Exercise: using the cloud to summarize and visualize data.
Overview
The basic task of this project is analyze data in the cloud: copying data and code to the cloud, and using cloud computing to run a basic script, and save the output to cloud storage. We provide the data and the code (in R and Python ) with clear description of how to run it.
The goal is to assess whether the structure of this material was sufficient (did we do our jobs?), that you were able to synthesize it, and hence you as a fellow are ready to take on a cloud project.
The goal is not to determine your ability to run code (which you most like can already do!), use git, use the command line, or to be a systems admin but just to assess what piiece of this small puzzle we may need to reinforce. All steps should be able to be completed without having to write any code at all, except tp run the program. We hope this unified exercise helps fill any gaps in practical and potentially practical understanding of how computing in the cloud works. Or, even better, that it's so easy that it seems like busy work.
Process
We are here to help along the way, and happy to answer any an all questions. The goal is to not present a step by step tutorial but to provide guidelines for how you should approach the problem. If you have issues it would be very help to us for you to review the course materials to determine if we've provided the information or links to the information to know if we need to augment these materials. However we will aways answer your questions as they come up.
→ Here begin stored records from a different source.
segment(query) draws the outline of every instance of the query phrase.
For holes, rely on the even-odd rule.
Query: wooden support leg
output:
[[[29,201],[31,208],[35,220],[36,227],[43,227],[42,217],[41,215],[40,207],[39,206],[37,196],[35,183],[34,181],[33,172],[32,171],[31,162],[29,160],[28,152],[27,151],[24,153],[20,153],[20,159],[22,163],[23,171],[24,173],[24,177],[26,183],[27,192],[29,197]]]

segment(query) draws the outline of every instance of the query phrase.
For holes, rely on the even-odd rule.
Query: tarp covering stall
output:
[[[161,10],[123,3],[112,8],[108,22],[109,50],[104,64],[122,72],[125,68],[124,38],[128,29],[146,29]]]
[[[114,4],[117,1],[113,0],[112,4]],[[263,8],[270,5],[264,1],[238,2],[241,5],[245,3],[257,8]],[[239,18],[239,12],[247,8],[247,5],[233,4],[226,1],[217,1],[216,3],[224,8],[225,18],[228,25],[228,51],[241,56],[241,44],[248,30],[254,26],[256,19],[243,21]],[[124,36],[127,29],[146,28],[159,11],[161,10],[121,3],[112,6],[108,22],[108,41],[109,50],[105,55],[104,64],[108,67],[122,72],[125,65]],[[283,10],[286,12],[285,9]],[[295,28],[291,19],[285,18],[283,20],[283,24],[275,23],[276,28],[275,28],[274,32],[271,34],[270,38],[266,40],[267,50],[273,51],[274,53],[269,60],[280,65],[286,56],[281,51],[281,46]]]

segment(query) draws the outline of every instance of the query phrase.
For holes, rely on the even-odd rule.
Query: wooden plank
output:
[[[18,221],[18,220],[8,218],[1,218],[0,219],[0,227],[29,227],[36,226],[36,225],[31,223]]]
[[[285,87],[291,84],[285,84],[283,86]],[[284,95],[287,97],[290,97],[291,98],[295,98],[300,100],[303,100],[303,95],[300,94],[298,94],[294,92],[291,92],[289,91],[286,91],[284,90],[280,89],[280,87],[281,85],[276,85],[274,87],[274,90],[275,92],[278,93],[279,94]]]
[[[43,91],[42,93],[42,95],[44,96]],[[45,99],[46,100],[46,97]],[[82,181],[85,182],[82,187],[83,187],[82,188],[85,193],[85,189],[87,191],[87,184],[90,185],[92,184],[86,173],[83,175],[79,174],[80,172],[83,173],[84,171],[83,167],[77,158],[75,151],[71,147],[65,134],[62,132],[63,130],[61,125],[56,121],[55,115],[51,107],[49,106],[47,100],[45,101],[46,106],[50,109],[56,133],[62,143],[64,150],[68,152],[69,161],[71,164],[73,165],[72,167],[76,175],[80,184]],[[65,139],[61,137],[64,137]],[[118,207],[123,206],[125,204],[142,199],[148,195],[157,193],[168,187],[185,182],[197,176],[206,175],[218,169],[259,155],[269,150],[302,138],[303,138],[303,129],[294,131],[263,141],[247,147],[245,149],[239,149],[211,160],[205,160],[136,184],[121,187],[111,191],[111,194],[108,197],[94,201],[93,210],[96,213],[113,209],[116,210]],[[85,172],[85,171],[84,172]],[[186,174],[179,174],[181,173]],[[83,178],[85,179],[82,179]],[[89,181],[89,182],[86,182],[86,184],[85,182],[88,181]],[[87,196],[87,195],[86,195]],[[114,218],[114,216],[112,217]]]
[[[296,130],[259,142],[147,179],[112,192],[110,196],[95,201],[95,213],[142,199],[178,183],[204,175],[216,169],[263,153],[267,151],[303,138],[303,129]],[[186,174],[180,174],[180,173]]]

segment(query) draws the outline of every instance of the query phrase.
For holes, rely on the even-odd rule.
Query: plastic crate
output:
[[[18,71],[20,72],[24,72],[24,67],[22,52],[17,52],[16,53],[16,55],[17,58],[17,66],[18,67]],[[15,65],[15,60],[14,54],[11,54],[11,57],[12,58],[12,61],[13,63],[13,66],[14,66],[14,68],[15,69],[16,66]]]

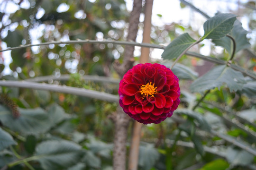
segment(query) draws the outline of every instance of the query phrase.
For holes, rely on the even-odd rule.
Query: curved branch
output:
[[[114,41],[114,40],[105,40],[105,41],[97,41],[97,40],[71,40],[68,41],[53,41],[51,42],[46,42],[39,43],[38,44],[27,44],[24,45],[20,45],[18,47],[15,47],[12,48],[8,48],[5,50],[0,50],[0,52],[5,51],[9,50],[18,50],[23,48],[26,48],[27,47],[31,47],[36,46],[43,46],[43,45],[47,45],[50,44],[85,44],[85,43],[92,43],[92,44],[113,44],[117,45],[130,45],[132,46],[138,46],[140,47],[144,47],[147,48],[154,48],[160,49],[164,49],[165,47],[163,45],[155,45],[152,44],[148,43],[138,43],[136,42],[133,41]]]
[[[93,99],[110,102],[117,102],[119,101],[119,96],[116,95],[84,88],[67,86],[65,85],[50,85],[45,83],[34,83],[25,81],[0,80],[0,86],[48,90],[52,92],[89,97]]]
[[[61,80],[61,81],[66,81],[69,79],[70,75],[63,75],[60,76],[56,77],[56,76],[38,76],[33,78],[28,78],[24,80],[26,81],[29,81],[32,82],[41,82],[47,81],[49,80]],[[109,77],[103,76],[90,76],[86,75],[81,76],[82,78],[85,80],[92,81],[94,82],[108,83],[114,83],[119,84],[120,80],[117,78],[114,78],[111,77]]]

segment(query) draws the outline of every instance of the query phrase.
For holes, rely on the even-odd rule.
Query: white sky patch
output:
[[[67,11],[69,9],[69,5],[65,3],[62,3],[59,5],[56,10],[58,13]]]
[[[44,8],[40,8],[37,10],[37,12],[36,14],[36,18],[39,19],[41,18],[46,13],[46,11]]]

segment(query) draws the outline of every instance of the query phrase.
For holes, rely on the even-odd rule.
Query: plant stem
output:
[[[231,37],[231,36],[230,36],[229,35],[226,35],[226,36],[229,38],[232,42],[232,44],[233,44],[233,50],[232,50],[232,54],[231,54],[231,57],[230,57],[230,59],[229,60],[228,63],[231,63],[231,61],[232,61],[232,60],[233,60],[233,59],[234,58],[234,57],[235,56],[235,53],[236,52],[236,41],[235,41],[235,39],[232,37]]]
[[[18,153],[16,152],[15,150],[12,147],[12,146],[10,146],[10,148],[11,151],[12,151],[12,152],[13,152],[13,153],[14,153],[14,155],[15,155],[15,156],[18,159],[20,159],[21,157],[18,154]],[[25,160],[25,159],[21,160],[21,161],[22,161],[23,163],[24,163],[27,167],[27,168],[28,168],[30,170],[35,170],[35,169],[34,169],[34,168],[33,168],[33,167],[31,165],[30,165],[30,164],[28,163],[28,162],[27,162],[27,161]]]
[[[195,42],[194,42],[194,43],[193,43],[191,45],[190,45],[188,48],[187,48],[186,49],[186,50],[185,50],[179,56],[179,57],[178,57],[178,58],[175,60],[174,62],[173,63],[173,65],[172,65],[172,66],[171,66],[171,67],[170,68],[170,69],[172,69],[174,67],[174,66],[176,64],[176,63],[178,62],[178,61],[180,59],[180,58],[184,55],[185,54],[185,53],[186,53],[186,52],[187,52],[191,47],[192,47],[192,46],[193,46],[194,45],[195,45],[195,44],[198,44],[198,43],[200,42],[201,42],[202,40],[198,40]]]
[[[14,47],[12,48],[8,48],[5,50],[0,50],[0,52],[3,52],[7,51],[18,50],[20,49],[26,48],[27,47],[31,47],[35,46],[43,46],[47,45],[50,44],[85,44],[85,43],[92,43],[92,44],[113,44],[117,45],[129,45],[132,46],[140,46],[145,47],[147,48],[154,48],[160,49],[164,49],[165,47],[163,45],[152,44],[147,43],[138,43],[134,41],[131,41],[131,40],[128,40],[129,41],[119,41],[115,40],[104,40],[104,41],[97,41],[93,40],[70,40],[67,41],[53,41],[51,42],[46,42],[39,43],[35,44],[27,44],[24,45],[21,45],[18,47]]]
[[[109,94],[82,88],[57,85],[55,85],[38,83],[25,81],[0,80],[0,86],[28,88],[31,89],[44,90],[53,92],[67,93],[80,96],[89,97],[110,102],[118,102],[119,97],[116,95]]]

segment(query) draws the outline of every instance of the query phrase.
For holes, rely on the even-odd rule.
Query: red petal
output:
[[[130,104],[129,105],[128,109],[129,111],[131,114],[137,114],[137,113],[135,111],[135,104]]]
[[[141,73],[135,73],[132,76],[132,80],[135,83],[144,84],[145,83],[145,77]]]
[[[144,72],[148,77],[151,77],[155,73],[155,68],[154,67],[148,67],[145,68]]]
[[[137,113],[141,113],[142,112],[142,106],[141,105],[137,105],[135,106],[135,111]]]
[[[128,83],[123,86],[122,90],[125,94],[132,96],[135,94],[139,88],[136,84]]]
[[[164,112],[165,109],[158,109],[157,107],[155,107],[151,113],[155,116],[159,116],[161,115]]]
[[[166,95],[173,98],[173,101],[175,101],[180,96],[180,94],[174,90],[171,90],[167,93]]]
[[[170,85],[165,85],[163,87],[163,89],[162,89],[162,90],[161,91],[161,92],[159,92],[159,93],[161,93],[162,94],[165,94],[169,90],[170,90]]]
[[[159,116],[155,116],[153,114],[152,114],[150,115],[150,119],[153,120],[156,120],[160,119],[160,117]]]
[[[173,104],[173,106],[172,106],[172,109],[171,109],[171,110],[176,110],[180,102],[181,102],[181,101],[180,100],[179,98],[177,99],[176,100],[174,101],[174,104]]]
[[[142,110],[145,113],[151,112],[153,109],[154,105],[150,103],[147,103],[146,104],[142,106]]]
[[[158,108],[163,108],[165,105],[165,103],[166,102],[165,98],[163,94],[160,93],[155,94],[154,95],[155,98],[155,105]]]
[[[154,80],[155,86],[157,87],[156,90],[158,91],[162,90],[165,85],[166,83],[166,77],[157,73],[155,76]]]
[[[127,72],[126,74],[124,75],[123,80],[124,80],[124,81],[126,83],[131,83],[132,76],[132,74],[131,73],[131,71],[130,71],[129,72]]]
[[[141,95],[141,94],[139,92],[135,94],[135,99],[137,101],[138,101],[141,103],[144,102],[143,101],[143,96]]]
[[[165,107],[170,108],[173,105],[173,104],[174,104],[174,101],[173,100],[173,99],[171,97],[165,96],[165,100],[166,100],[166,103],[165,103]]]
[[[129,96],[128,95],[125,95],[123,98],[123,103],[124,105],[129,105],[132,103],[132,102],[134,101],[135,99],[135,98],[134,97],[134,96]]]
[[[145,113],[143,112],[142,113],[139,114],[140,118],[143,120],[146,120],[150,117],[150,113]]]
[[[148,96],[146,96],[146,100],[147,101],[147,102],[152,104],[155,103],[155,97],[148,97]]]

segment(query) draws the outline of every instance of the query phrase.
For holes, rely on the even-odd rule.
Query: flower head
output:
[[[165,66],[140,64],[120,81],[119,102],[124,112],[145,124],[170,117],[180,104],[179,79]]]

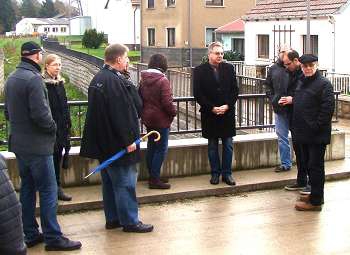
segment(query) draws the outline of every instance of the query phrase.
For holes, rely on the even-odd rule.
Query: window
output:
[[[148,4],[147,4],[147,8],[154,8],[154,0],[147,0],[148,1]]]
[[[318,35],[310,36],[310,50],[311,54],[318,56]],[[303,52],[306,53],[306,35],[303,35]]]
[[[224,6],[224,0],[205,0],[206,6]]]
[[[175,6],[175,0],[166,0],[166,6],[167,7],[174,7]]]
[[[244,39],[242,38],[232,38],[231,39],[231,49],[244,55]]]
[[[206,28],[205,29],[205,46],[208,47],[209,44],[215,42],[215,29],[216,28]]]
[[[156,30],[154,28],[148,28],[148,46],[156,45]]]
[[[258,35],[258,58],[269,58],[269,35]]]
[[[168,47],[175,47],[175,28],[167,28]]]

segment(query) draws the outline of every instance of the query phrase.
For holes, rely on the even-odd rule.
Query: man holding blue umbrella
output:
[[[128,67],[128,48],[113,44],[105,50],[105,65],[89,86],[88,110],[80,155],[102,163],[118,151],[127,154],[101,171],[106,229],[123,227],[124,232],[153,230],[138,218],[136,199],[140,149],[137,104],[133,86],[123,73]]]

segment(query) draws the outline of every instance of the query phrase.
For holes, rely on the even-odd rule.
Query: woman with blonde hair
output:
[[[67,103],[64,79],[61,77],[61,58],[55,54],[49,54],[44,63],[44,82],[47,88],[52,117],[57,125],[56,142],[53,160],[55,165],[56,181],[58,186],[58,200],[70,201],[71,196],[66,195],[61,187],[61,162],[62,168],[68,168],[68,153],[70,149],[69,132],[72,126]],[[62,161],[62,152],[64,157]]]

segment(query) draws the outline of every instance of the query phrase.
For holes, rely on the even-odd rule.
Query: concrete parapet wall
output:
[[[145,164],[146,144],[141,144],[142,161],[138,166],[139,180],[148,178]],[[7,159],[10,178],[19,188],[15,156],[10,152],[1,152]],[[62,171],[64,186],[78,186],[100,183],[100,175],[84,180],[89,170],[97,166],[95,160],[79,157],[79,147],[71,150],[69,169]],[[332,142],[327,146],[326,160],[345,158],[345,133],[334,131]],[[277,137],[273,133],[238,135],[234,138],[233,171],[273,167],[279,164]],[[210,173],[207,156],[207,140],[203,138],[169,141],[169,152],[163,164],[162,175],[169,177],[193,176]]]
[[[4,51],[0,48],[0,94],[4,93],[4,84],[5,84],[5,55]]]

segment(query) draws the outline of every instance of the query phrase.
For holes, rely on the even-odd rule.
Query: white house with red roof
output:
[[[245,62],[267,65],[281,45],[305,52],[307,1],[262,0],[242,17],[245,21]],[[350,0],[311,0],[311,50],[319,66],[350,74],[348,31]]]
[[[215,30],[216,39],[224,45],[224,50],[232,50],[244,56],[244,21],[236,19]]]

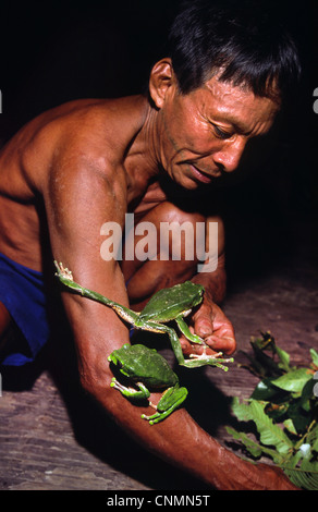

If you review this and find it very easy, you want to use something other than a VM to do calculations, or have code and data of your own you'd like to run, that is great! The goal is to help you accomplish a computation in a way that you may use in your project.
Output
We ask that you prepare a short, informal description of the resources you used, how you used them to move data and execute code, and the costs associated with those resources. In addition any technical challenges, lack of clear documentation, or any other issues that needed to be overcome to complete this will be helpful to us.
Data
The data is a simple CSV file of approximately 450,000 weather observations near the MSU campus. Details about the data file and it's origin are documented in the code site linked below. In addition a direct link for downloading the suggested data set will be sent to the fellows in email. While the data is in the public domain, for each download there is a small cost. Hence we are not posting the URL on this public site to prevent bots from repeatedly downloading the file.
Code
The code we suggest you run is available on Github: https://github.com/msucloudfellowship/msu_ccf_miniproject There is a Python and an R version. The data is not in the github repository, but you should have recieved a link to download it, and there are instructions and code for downloading the data from the source for Lansing or other weather stations.
Task Details
We expect you to create the following elements. If you already have some of these cloud resources, of course it's more efficient to re-use those but we want to get a cost element for all aspects, so we recommend creating a new resources (e..g. a new storage account) for this mini project.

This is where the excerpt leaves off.